Background-free Tracking of Ultrafast Hole and Electron Dynamics with XUV Transient Grating Spectroscopy

Extreme ultraviolet (XUV) transient absorption (TA) and transient reflectivity (TR) spectroscopies enable element-specific insights into attosecond-timescale processes in solids. XUV transient grating spectroscopy (TGS) is an emerging tool that combines the advantages of both absorption and reflectivity while offering intrinsically background-free detection. Here, we implement XUV-TGS by generating a transient grating in germanium solid using two few-cycle near-infrared pulses and probing it with an attosecond XUV pulse, produced via tabletop high-harmonic generation. The spectrally resolved, diffracted XUV pulses directly visualize the separate ultrashort decay times of both photoexcited electrons and holes, without the need for iterative deconvolution. By combining XUV-TA and -TG spectroscopy, we extract the evolution of the complex refractive index, ñ, without the need for Kramers-Kronig reconstruction, as required in XUV-TR, allowing us to extract the roots of the induced optical response. We find reflectivity changes of up to 34% via the real part of ñ, whereas changes in the imaginary part only result in a variation in reflectivity of around 0.5%.

💡 Research Summary

This paper presents a tabletop implementation of extreme‑ultraviolet transient grating spectroscopy (XUV‑TGS) to monitor ultrafast electron and hole dynamics in germanium without any background signal. By intersecting two few‑cycle near‑infrared (NIR) pump pulses at a controlled angle, a spatially periodic carrier density grating with an 11 µm period is written into a 50 nm Ge film. An attosecond XUV probe (25–45 eV) generated by high‑harmonic generation interrogates the grating after a variable delay. The diffracted XUV orders (±1) are recorded simultaneously with the transmitted and reflected XUV spectra, providing both transient grating (TG) and conventional transient absorption (TA) data from the same sample geometry.

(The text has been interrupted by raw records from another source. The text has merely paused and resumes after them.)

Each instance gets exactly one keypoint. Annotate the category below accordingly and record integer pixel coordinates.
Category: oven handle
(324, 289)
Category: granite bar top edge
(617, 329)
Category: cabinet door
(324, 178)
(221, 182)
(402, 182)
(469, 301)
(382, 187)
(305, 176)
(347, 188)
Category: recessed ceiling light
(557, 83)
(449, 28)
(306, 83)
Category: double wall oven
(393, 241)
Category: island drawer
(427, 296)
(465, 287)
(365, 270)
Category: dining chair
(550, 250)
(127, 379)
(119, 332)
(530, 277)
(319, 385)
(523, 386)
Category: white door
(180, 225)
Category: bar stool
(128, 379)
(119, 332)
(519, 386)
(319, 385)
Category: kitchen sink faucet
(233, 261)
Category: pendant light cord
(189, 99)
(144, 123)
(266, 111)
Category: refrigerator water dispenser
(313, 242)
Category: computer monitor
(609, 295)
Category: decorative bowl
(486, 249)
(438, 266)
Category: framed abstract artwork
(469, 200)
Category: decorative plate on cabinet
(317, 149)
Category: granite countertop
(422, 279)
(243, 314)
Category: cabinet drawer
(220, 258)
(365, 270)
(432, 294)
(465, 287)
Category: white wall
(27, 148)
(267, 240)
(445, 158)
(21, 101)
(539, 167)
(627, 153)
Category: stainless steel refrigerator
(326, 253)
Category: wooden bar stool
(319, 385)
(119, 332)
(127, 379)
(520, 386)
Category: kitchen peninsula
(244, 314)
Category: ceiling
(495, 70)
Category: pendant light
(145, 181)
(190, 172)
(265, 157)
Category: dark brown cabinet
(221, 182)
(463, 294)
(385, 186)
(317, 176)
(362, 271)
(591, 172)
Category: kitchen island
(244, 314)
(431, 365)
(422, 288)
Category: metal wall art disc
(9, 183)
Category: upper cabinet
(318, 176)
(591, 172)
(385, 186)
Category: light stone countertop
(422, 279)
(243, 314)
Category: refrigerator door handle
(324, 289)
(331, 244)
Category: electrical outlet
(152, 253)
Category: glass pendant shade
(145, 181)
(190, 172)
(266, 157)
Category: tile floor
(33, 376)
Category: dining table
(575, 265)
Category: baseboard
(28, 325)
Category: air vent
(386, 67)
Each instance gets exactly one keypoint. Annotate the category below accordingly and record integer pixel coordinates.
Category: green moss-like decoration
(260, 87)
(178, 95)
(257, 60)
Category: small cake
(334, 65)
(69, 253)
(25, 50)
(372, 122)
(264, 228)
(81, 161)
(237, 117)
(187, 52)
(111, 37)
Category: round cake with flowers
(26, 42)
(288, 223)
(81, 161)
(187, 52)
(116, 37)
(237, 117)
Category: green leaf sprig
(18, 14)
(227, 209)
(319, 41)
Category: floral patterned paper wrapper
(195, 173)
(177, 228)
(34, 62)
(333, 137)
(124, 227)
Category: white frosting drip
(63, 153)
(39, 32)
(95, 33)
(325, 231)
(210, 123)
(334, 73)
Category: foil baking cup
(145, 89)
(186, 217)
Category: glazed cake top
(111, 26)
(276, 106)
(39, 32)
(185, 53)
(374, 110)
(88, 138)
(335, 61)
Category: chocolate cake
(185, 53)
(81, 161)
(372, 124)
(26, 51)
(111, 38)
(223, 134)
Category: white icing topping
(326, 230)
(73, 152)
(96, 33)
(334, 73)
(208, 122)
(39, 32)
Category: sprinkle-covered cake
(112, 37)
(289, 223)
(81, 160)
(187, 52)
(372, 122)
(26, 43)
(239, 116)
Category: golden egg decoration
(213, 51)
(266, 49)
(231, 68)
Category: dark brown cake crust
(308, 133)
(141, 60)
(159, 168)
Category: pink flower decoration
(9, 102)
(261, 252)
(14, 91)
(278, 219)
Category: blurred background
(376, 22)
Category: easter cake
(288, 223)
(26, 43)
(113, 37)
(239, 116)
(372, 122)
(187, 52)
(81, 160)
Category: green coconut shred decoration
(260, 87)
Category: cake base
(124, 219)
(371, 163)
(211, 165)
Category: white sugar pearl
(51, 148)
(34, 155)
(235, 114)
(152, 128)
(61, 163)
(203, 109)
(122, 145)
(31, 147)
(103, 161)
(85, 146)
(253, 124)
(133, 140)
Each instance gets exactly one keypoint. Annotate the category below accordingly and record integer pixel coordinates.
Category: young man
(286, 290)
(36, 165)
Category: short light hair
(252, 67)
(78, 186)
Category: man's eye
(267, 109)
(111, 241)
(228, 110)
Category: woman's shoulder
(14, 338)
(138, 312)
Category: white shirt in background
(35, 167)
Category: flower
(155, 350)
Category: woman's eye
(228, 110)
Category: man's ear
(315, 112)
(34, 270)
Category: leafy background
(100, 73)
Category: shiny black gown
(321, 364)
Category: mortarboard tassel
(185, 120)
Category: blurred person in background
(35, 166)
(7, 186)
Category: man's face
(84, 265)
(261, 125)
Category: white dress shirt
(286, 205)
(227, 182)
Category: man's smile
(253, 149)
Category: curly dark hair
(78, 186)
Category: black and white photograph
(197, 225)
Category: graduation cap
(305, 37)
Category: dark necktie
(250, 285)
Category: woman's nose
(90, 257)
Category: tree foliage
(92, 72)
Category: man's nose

The TG signal is intrinsically background‑free because only light that satisfies the phase‑matching condition of the grating is diffracted; consequently the measured signal is purely positive and free of the overlapping positive/negative features that plague TA. This simplicity enables a direct visualisation of two distinct spectral regions: around 29 eV (holes in the valence band) and around 30 eV (electrons in the conduction band). After removing spin‑orbit contributions with a Fourier filter, the TG map is partitioned into “hot” (non‑thermal) and thermalised carrier regions. Exponential fits to the integrated TG intensity yield recombination times of 659 ± 12 fs for electrons and 1160 ± 23 fs for holes, while hot‑carrier cooling times are 351 ± 22 fs (electrons) and 352 ± 22 fs (holes). These values agree with earlier TA‑only studies but are obtained without iterative deconvolution.

By combining TG (which is mainly sensitive to changes in the real part of the refractive index, n) with TA (sensitive to the imaginary part, k), the authors reconstruct the full complex refractive index ñ = n + ik as a function of time, without invoking Kramers–Kronig transformations. The extracted Δn reaches values that, at an incidence angle of 66°, modify the reflectivity by up to 34 %, whereas the Δk‑induced reflectivity change is only ≈0.5 %. Calculations show that reflectivity is maximally sensitive to n near the critical angle for total external reflection, while its sensitivity to k vanishes there. This explains why conventional transient‑reflectivity measurements are dominated by n‑related effects and why extracting the full dielectric response from TR alone is fundamentally limited.

The study demonstrates that XUV‑TGS provides a clean, quantitative probe of carrier dynamics and dielectric‑function evolution in solids. It eliminates the need for background subtraction, iterative spectral decomposition, and Kramers–Kronig reconstruction, while delivering both amplitude and phase information (the latter accessible via heterodyne detection, suggested for future work). The authors anticipate extending the technique to more complex materials, such as low‑dimensional semiconductors and strongly correlated systems, where element‑specific, attosecond‑resolution measurements will be invaluable.